Ao sair do trabalho, ela liga:

- O convite está de pé?
- Você sabe que cheguei ontem de viagem. A casa está uma bagunça...
- É para eu ir ou não?
- Estou esperando você.

Por cerca de 20 minutos conversaram. Um pouco constrangidos pela proximidade não habitual. Ele a encarava com olhos de predador quando começou a questioná-la sobre o motivo da visita.
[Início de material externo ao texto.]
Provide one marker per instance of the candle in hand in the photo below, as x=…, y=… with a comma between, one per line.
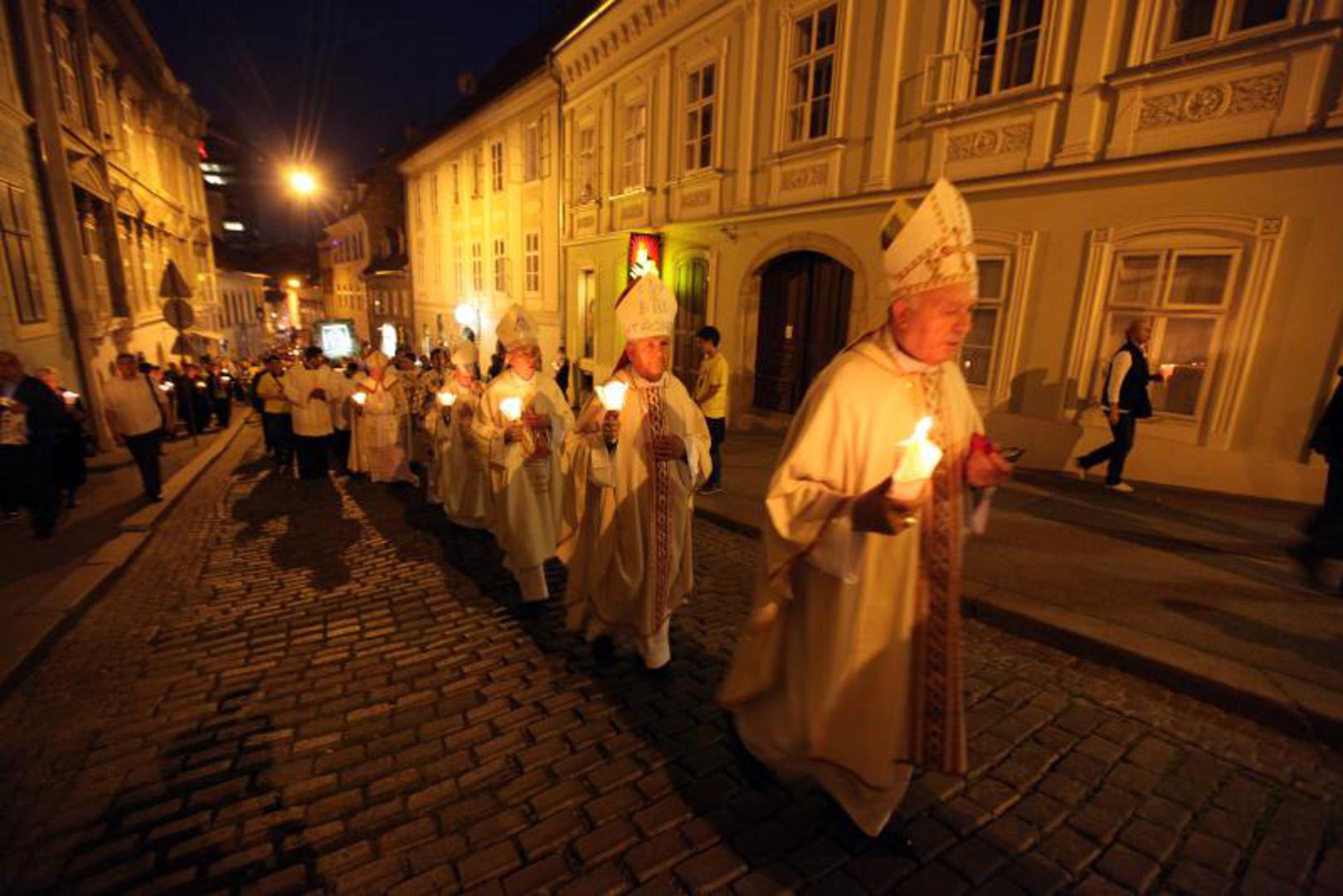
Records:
x=917, y=460
x=613, y=395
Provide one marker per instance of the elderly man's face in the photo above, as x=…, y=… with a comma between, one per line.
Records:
x=649, y=355
x=524, y=360
x=11, y=370
x=931, y=325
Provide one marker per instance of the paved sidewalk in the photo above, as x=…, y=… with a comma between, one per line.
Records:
x=323, y=687
x=1189, y=587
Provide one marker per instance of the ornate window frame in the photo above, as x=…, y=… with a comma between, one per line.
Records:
x=1258, y=241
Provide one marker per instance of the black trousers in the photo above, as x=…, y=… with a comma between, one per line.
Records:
x=312, y=451
x=144, y=448
x=718, y=436
x=340, y=448
x=1117, y=451
x=280, y=436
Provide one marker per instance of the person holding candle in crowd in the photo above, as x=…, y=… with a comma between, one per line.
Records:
x=461, y=483
x=69, y=466
x=634, y=461
x=137, y=412
x=308, y=388
x=848, y=670
x=1126, y=401
x=521, y=423
x=377, y=445
x=30, y=418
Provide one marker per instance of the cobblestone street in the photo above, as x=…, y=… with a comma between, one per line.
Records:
x=305, y=685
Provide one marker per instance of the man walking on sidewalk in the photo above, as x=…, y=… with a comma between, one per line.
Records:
x=137, y=414
x=1126, y=402
x=711, y=394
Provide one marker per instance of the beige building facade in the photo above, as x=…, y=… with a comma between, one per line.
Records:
x=483, y=208
x=121, y=193
x=1180, y=160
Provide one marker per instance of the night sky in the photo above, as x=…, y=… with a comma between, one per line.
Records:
x=260, y=67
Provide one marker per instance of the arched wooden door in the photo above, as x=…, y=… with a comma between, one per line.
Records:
x=803, y=324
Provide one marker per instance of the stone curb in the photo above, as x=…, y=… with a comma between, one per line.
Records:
x=1292, y=705
x=39, y=626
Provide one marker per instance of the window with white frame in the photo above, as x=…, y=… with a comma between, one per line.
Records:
x=1188, y=295
x=634, y=168
x=811, y=73
x=532, y=151
x=22, y=266
x=700, y=125
x=500, y=266
x=532, y=262
x=1006, y=45
x=986, y=323
x=585, y=165
x=1204, y=21
x=497, y=165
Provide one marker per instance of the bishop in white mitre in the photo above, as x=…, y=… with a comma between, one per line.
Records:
x=460, y=480
x=520, y=423
x=849, y=670
x=633, y=473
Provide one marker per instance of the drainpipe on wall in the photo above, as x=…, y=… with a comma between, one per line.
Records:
x=557, y=156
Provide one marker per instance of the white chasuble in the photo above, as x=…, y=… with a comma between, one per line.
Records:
x=627, y=520
x=461, y=481
x=525, y=480
x=849, y=666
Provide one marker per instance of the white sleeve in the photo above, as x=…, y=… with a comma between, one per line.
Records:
x=1119, y=367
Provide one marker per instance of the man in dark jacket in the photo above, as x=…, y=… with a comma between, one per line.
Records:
x=30, y=416
x=1126, y=402
x=1325, y=531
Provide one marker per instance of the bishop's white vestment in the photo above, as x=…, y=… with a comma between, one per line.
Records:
x=626, y=535
x=525, y=490
x=849, y=666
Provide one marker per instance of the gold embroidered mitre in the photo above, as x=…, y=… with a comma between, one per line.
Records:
x=931, y=246
x=646, y=308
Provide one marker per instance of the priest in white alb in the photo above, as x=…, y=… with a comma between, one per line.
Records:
x=460, y=479
x=849, y=670
x=638, y=451
x=521, y=423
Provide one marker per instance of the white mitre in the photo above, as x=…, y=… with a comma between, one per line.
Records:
x=465, y=353
x=648, y=308
x=930, y=247
x=516, y=329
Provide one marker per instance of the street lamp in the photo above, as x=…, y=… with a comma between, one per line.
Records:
x=303, y=182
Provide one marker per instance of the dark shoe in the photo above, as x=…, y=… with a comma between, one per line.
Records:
x=603, y=649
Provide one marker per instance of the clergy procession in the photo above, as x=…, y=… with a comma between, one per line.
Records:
x=848, y=672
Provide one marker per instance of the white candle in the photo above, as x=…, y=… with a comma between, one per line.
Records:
x=917, y=460
x=613, y=395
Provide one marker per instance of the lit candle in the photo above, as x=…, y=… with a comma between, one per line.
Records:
x=917, y=460
x=613, y=395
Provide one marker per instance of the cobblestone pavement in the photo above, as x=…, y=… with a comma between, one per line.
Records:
x=323, y=685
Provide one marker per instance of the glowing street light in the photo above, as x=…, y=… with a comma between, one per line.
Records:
x=303, y=182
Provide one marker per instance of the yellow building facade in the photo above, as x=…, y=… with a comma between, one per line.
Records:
x=483, y=218
x=1180, y=160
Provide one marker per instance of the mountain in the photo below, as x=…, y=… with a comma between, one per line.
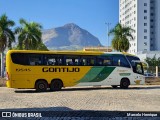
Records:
x=69, y=36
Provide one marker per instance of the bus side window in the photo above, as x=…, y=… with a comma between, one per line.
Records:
x=120, y=60
x=104, y=60
x=35, y=59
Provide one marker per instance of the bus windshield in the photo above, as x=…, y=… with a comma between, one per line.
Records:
x=137, y=66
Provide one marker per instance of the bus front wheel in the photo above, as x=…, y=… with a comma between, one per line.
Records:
x=41, y=86
x=124, y=83
x=56, y=85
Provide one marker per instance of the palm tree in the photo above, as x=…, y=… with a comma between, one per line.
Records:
x=29, y=35
x=6, y=37
x=120, y=40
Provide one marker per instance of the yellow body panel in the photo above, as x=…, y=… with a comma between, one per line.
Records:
x=23, y=76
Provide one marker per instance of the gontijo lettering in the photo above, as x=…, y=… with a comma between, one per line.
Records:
x=60, y=69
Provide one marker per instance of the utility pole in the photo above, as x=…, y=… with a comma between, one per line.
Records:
x=108, y=24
- Por que você quis vir aqui?
- Você não convidou?
- Poderia ter dito não.
- Você quer que eu diga?
- Por favor.
- Vem logo aqui.

Beijaram-se com a pressa de quem espera há muito.Diante de tanta abstração, o palpável parecia surreal.
Foram muito mais longe do que ela pretendia permitir, mas ele era bastante convincente.

***

O que se seguiu foram momentos para lembrar e sorrir com o canto da boca nas horas mais impróprias. Não se prometeram nada, apenas saíram daquele dia com a certeza de que precisavam daquilo. Ainda que não se repetisse.